A perfect DARVO, is my guess.

Been there, done that....🙄

Florencelatsy · 07/01/2025 22:13

Also when I ask my daughter what she did at her dads she talks about the things she did with her dads girlfriend...."Oh daddy didn't get up so xxxx made my breakfast and played with me!" "Xxxx made a cake and helped me with my spellings!"
Don't get me wrong I love that she gets on with her dads girlfriend, she genuinely seems lovely and caring, my step mother was an absolute witch. But also resent he's got someone doing his share of the parental care when she's in his care!! I've been single for 9 years since we split and wouldn't dream of palming off my parental responsibility to a partner! If I did this all hell would brake loose!!

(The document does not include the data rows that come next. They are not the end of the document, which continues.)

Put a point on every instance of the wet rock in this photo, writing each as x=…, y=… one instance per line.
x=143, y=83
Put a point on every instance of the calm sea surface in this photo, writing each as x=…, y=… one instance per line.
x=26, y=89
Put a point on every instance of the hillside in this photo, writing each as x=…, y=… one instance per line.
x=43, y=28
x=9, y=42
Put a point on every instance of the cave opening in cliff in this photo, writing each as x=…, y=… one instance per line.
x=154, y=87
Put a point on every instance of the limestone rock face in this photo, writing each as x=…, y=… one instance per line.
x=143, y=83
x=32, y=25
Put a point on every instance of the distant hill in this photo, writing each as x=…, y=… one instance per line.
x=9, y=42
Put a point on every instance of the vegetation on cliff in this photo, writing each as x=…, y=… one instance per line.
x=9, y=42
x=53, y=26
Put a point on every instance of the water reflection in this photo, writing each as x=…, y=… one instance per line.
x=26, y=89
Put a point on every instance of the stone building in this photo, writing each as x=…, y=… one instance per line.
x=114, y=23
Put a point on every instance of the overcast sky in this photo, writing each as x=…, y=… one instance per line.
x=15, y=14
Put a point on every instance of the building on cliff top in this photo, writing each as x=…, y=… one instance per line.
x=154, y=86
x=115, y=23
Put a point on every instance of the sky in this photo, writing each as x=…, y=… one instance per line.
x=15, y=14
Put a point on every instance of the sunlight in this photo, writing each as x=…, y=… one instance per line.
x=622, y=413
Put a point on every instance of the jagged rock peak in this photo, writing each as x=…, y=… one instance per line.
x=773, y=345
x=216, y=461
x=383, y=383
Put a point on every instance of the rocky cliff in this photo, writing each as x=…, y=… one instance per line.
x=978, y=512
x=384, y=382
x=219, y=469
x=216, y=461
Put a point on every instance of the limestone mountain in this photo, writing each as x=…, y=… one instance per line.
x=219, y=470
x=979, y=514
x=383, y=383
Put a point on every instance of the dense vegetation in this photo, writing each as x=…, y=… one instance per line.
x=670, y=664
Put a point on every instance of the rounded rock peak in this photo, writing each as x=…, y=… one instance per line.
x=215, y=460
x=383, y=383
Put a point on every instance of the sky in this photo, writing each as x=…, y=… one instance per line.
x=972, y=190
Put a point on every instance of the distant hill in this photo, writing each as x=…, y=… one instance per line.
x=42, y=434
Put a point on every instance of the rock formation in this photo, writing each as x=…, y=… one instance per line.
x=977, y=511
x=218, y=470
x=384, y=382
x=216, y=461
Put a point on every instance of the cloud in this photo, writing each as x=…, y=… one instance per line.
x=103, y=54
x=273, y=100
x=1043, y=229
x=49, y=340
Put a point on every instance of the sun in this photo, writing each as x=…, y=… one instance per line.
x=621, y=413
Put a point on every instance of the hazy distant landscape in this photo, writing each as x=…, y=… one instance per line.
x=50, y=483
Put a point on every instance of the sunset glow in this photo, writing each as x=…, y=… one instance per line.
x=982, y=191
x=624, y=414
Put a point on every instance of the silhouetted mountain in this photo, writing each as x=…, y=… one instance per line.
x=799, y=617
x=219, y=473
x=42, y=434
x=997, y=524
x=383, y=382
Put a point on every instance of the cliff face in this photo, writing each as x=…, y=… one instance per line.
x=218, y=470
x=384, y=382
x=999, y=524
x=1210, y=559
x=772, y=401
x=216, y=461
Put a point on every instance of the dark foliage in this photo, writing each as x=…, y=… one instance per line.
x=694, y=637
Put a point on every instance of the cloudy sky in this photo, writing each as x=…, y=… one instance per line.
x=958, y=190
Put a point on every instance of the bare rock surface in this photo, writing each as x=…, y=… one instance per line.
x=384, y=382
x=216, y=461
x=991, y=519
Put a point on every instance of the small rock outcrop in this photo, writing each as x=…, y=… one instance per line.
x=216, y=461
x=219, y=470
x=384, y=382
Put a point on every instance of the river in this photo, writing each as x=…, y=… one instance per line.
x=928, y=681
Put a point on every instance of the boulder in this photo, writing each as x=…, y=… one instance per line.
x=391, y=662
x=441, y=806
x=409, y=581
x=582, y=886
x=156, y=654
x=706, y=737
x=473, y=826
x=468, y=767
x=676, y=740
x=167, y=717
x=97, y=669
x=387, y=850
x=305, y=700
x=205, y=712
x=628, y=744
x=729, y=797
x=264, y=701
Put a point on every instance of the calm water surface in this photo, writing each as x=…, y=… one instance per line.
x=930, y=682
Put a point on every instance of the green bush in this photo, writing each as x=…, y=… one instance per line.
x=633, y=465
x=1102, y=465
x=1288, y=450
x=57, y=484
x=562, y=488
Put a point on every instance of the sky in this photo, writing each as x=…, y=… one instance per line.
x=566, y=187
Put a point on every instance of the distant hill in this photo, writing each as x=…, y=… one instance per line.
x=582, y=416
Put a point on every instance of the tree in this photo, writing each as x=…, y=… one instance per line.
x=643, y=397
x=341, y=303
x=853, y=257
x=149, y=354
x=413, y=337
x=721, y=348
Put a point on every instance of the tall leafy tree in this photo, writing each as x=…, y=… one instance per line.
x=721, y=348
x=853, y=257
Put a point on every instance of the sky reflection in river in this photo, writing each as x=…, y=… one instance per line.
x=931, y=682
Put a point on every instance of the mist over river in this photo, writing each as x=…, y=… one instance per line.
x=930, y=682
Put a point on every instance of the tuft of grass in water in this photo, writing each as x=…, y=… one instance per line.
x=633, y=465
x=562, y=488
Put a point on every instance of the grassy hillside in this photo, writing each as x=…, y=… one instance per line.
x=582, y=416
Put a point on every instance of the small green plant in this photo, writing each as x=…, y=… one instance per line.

IamnotwhouthinkIam · 07/01/2025 22:15

Suzuki76 · 07/01/2025 19:56

Because the alternative is not seeing them 50% of the time and most of these "dads" weren't that fussed on having kids in the first place, even if they said they were.

This 👏 Imo there’s a lot of men that just go along with being a parent as it’s the expected thing to do once you reach a certain age - especially if they are heterosexual and in a long term relationship.

Whereas women have to deal with the actual reality of pregnancy, birthing and (most of the time) feeding the baby, as well as the general care giving that both parents are supposed to do.

These physiological differences on top of the emotional/psychological ones, fortunately or unfortunately make life very different for us- so I can’t imagine most mothers only wanting to see their children 2 days out of 14 on a regular basis.

Doesn’t mean it’s not unfair that you don’t get more of a break though Flowers I hope he’s going to at least take some of his annual leave and have them a bit more in the school holidays😡

JHound · 07/01/2025 22:36

Jinglejanglenamechanged25 · 07/01/2025 20:06

Honestly think if it was up to men alone the birth rate would drop dramatically,

The amount of men who whine at having to wear condoms, I am not so sure!